Sonata 8

Development
- Designer: Gary Mull
- Location: United States
- Year: 1979
- Builder: Investigator Yachts
- Name: Sonata 8

Boat
- Displacement: 2,822 lb (1,280 kg)
- Draft: 5.09 ft (1.55 m)

Hull
- Type: Monohull
- Construction: Fiberglass
- LOA: 26.25 ft (8.00 m)
- LWL: 19.75 ft (6.02 m)
- Beam: 8.20 ft (2.50 m)

Hull appendages
- Keel: lifting keel
- Ballast: 500 lb (227 kg)
- Rudder: transom-mounted rudder

Rig
- General: Fractional rigged sloop
- I foretriangle height: 25.75 ft (7.85 m)
- J foretriangle base: 9.00 ft (2.74 m)
- P mainsail luff: 28.00 ft (8.53 m)
- E mainsail foot: 11.48 ft (3.50 m)

Sails
- Mainsail area: 160.72 sq ft (14.931 m^{2})
- Jib/genoa area: 115.88 sq ft (10.766 m^{2})
- Total sail area: 276.60 sq ft (25.697 m^{2})

= Sonata 8 =

1979 Australian recreational keelboat

The Sonata 8 is a recreational keelboat that was designed by Gary Mull and first built in 1979. It was built by Investigator Yachts in Australia starting in 1979, but the design is out of production. It was raced in Australia as a one-design class.

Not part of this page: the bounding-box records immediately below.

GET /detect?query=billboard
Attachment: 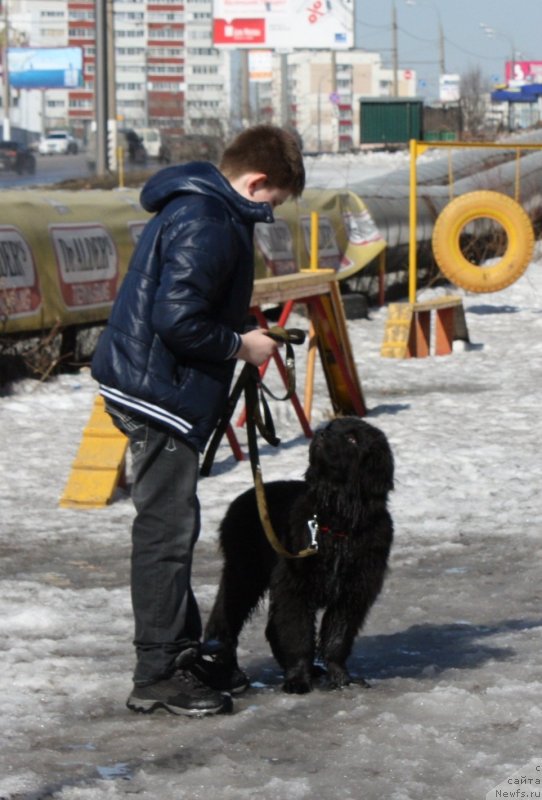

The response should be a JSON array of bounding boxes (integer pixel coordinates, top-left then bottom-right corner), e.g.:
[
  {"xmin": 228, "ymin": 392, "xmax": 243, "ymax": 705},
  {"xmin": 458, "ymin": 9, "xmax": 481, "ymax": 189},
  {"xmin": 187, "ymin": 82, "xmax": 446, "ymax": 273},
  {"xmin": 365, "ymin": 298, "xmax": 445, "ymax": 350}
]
[
  {"xmin": 213, "ymin": 0, "xmax": 354, "ymax": 50},
  {"xmin": 8, "ymin": 47, "xmax": 83, "ymax": 89},
  {"xmin": 504, "ymin": 61, "xmax": 542, "ymax": 86}
]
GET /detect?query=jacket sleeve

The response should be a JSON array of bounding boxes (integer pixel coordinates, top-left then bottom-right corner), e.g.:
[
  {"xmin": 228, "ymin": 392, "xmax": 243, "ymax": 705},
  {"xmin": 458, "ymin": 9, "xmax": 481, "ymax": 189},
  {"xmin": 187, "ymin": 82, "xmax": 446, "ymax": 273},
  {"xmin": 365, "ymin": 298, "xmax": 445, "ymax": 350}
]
[{"xmin": 152, "ymin": 212, "xmax": 246, "ymax": 362}]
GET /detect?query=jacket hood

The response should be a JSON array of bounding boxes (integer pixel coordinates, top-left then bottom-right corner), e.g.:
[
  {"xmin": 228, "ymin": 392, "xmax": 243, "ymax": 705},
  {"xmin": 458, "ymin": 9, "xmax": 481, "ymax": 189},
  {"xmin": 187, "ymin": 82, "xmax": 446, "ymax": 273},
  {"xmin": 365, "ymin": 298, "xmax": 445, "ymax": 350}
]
[{"xmin": 140, "ymin": 161, "xmax": 274, "ymax": 222}]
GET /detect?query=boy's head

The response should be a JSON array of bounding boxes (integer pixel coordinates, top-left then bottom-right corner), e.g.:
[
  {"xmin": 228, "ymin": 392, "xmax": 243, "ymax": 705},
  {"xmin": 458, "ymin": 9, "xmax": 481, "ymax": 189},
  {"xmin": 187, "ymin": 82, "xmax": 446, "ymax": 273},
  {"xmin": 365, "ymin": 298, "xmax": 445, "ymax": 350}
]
[{"xmin": 220, "ymin": 125, "xmax": 305, "ymax": 205}]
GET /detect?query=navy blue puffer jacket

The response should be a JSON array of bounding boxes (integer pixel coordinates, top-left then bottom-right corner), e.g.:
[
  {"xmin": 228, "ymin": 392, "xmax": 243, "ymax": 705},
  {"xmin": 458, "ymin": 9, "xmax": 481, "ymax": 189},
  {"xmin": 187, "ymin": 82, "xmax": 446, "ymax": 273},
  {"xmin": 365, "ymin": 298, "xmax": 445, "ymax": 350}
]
[{"xmin": 92, "ymin": 162, "xmax": 273, "ymax": 451}]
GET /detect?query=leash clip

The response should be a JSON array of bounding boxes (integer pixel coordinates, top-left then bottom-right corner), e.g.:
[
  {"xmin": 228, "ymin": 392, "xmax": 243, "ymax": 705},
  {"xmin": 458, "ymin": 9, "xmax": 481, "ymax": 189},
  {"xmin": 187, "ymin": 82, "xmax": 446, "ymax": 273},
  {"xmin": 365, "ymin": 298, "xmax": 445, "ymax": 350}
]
[{"xmin": 307, "ymin": 514, "xmax": 320, "ymax": 550}]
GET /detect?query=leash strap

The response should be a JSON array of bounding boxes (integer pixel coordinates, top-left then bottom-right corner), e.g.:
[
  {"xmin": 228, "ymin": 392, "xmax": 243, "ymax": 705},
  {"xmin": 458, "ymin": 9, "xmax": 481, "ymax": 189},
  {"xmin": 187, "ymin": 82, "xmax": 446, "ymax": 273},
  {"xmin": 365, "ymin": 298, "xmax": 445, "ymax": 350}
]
[
  {"xmin": 200, "ymin": 325, "xmax": 318, "ymax": 558},
  {"xmin": 245, "ymin": 332, "xmax": 318, "ymax": 558}
]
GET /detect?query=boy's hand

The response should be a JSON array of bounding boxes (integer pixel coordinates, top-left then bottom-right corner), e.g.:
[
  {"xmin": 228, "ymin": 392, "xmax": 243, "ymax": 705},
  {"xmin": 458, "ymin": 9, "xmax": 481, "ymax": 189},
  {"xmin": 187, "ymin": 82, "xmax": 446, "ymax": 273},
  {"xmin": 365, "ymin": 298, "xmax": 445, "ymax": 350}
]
[{"xmin": 235, "ymin": 328, "xmax": 279, "ymax": 367}]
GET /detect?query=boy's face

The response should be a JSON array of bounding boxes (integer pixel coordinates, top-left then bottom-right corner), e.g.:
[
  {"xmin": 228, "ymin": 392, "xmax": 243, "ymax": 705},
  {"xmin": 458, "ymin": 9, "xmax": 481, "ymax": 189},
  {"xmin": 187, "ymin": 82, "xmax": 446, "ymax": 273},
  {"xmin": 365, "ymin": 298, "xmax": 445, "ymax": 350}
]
[
  {"xmin": 231, "ymin": 172, "xmax": 292, "ymax": 208},
  {"xmin": 250, "ymin": 186, "xmax": 291, "ymax": 208}
]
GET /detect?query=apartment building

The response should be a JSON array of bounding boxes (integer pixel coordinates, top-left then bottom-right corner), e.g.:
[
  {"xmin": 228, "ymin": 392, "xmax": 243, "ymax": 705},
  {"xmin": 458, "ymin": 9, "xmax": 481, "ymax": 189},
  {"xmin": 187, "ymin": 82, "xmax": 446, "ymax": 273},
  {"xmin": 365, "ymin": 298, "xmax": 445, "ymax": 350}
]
[
  {"xmin": 0, "ymin": 0, "xmax": 416, "ymax": 151},
  {"xmin": 0, "ymin": 0, "xmax": 231, "ymax": 140}
]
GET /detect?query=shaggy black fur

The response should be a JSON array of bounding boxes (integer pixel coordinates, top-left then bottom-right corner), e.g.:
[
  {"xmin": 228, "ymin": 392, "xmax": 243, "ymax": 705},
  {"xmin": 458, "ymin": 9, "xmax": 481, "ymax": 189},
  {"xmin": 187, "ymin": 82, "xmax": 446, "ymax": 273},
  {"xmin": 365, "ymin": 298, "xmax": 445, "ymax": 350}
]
[{"xmin": 205, "ymin": 417, "xmax": 393, "ymax": 694}]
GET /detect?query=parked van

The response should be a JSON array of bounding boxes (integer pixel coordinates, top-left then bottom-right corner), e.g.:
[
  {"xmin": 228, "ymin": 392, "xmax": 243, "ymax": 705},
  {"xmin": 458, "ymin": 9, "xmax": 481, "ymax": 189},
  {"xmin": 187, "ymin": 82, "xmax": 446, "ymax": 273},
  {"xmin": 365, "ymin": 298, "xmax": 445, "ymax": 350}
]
[{"xmin": 135, "ymin": 128, "xmax": 162, "ymax": 158}]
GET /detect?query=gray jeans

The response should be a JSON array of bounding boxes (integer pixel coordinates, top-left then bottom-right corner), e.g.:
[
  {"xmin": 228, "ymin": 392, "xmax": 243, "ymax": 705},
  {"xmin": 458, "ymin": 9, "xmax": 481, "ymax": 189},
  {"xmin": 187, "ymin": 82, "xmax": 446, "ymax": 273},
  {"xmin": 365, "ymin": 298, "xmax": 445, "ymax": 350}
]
[{"xmin": 106, "ymin": 403, "xmax": 202, "ymax": 685}]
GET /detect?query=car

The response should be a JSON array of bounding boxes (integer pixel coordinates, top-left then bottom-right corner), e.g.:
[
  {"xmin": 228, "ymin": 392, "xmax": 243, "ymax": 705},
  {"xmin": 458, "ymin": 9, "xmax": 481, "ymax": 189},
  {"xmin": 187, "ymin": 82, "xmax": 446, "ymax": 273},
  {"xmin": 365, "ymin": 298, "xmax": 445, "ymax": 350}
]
[
  {"xmin": 38, "ymin": 131, "xmax": 79, "ymax": 156},
  {"xmin": 0, "ymin": 141, "xmax": 36, "ymax": 175}
]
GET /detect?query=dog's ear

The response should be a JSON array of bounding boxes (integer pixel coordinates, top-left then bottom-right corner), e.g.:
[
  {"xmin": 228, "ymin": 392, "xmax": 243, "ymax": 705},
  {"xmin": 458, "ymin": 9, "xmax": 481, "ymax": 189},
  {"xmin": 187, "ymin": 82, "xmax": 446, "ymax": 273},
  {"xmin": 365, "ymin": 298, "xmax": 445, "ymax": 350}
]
[{"xmin": 359, "ymin": 431, "xmax": 394, "ymax": 496}]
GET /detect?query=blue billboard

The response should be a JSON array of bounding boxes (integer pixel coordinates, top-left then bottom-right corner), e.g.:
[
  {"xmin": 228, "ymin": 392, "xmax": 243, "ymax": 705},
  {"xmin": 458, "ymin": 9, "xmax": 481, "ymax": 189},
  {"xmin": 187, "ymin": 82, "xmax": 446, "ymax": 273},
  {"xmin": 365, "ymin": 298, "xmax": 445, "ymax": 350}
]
[{"xmin": 8, "ymin": 47, "xmax": 83, "ymax": 89}]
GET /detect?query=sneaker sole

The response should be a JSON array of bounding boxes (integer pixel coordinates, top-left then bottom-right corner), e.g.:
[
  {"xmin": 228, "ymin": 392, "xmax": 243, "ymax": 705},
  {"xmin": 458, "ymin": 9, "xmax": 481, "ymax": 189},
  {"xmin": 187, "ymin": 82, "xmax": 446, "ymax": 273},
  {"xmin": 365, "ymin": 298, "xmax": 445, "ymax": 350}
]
[{"xmin": 126, "ymin": 695, "xmax": 233, "ymax": 717}]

The Sonata 8 design was developed into the Sonata 26 in 1980 and produced by the same manufacturer. The two boats share the same specifications.

==Design==
The Sonata 8 is built predominantly of fiberglass, with wood trim. It has a fractional sloop rig, a transom-hung rudder and a lifting or optionally fixed fin keel. It displaces 2822 lb and carries 500 lb of ballast.

The boat has a draft of 5.09 ft with the keel down and 0.69 ft with the keel retracted. The fixed keel version has a draft of 5.2 ft.

The design has a hull speed of 5.96 kn.